It’s Sunday night in Wimbledon and a grungy, nondescript bloke drifts past the window. I don’t give him a second glance. A few moments later, Mimom Rahman, waiter at the Rajdoot Indian restaurant, taps me on the shoulder. “That’s Robin Soderling,” he says.
Moments later an athletic woman towering over her entourage, stops right outside.
“Dinara Safina, the top seed,” Rahman whispers. “She was in here two nights ago. She had a mixed vegetable curry and a green salad.”
Safina wanders across the road. “Looks like she’s eating Chinese tonight,” Rahman says.
Not that he’s particularly bothered, because over the 30 or so years it’s been in business, the Rajdoot has become one of the prime eating spots for the tennis crowd during Wimbledon fortnight. Rahman shows me the restaurant’s autograph book: the Williams sisters, Lleyton Hewitt, Andre Agassi, Steffi Graf, Maria Sharapova.
The biggest draw in town is still Roger Federer, and the Rajdoot can lay claim to being his personal chef. In the first week alone, Federer has called three times to order a takeaway.
So does Roger get a loyalty discount?
Rahman smiles. “All takeaways get a 10 percent discount,” he says. “But I do deliver to him in person and everyone else has to collect. I just wanted to meet him.”
Did you?
“Well, I was a bit disappointed because his wife answered the door. So I asked her if Roger could come out and he did. I’ve got a photo of me with him on my phone,” he says.
It helps that the Rajdoot is located in the heart of Wimbledon but the food has to be pretty special to attract such loyalty. I’ll have whatever Roger has, I say.

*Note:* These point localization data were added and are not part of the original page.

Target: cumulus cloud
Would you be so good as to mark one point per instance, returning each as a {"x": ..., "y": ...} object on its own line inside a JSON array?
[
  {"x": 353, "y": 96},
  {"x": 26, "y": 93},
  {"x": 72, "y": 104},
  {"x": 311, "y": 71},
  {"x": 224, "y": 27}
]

“That’s butter chicken, pilau rice and eight naan,” Rahman replies. “I told him he had over-ordered on the naan.”
Roger is a man of taste. My chicken is fab and the king prawn sizzler, chicken korma and cashew nut rolls go down well with my wife and kids. The only drawback is I now feel so full I can barely walk, let alone play five sets. So that’s why Roger was looking so sluggish against Robin Soderling.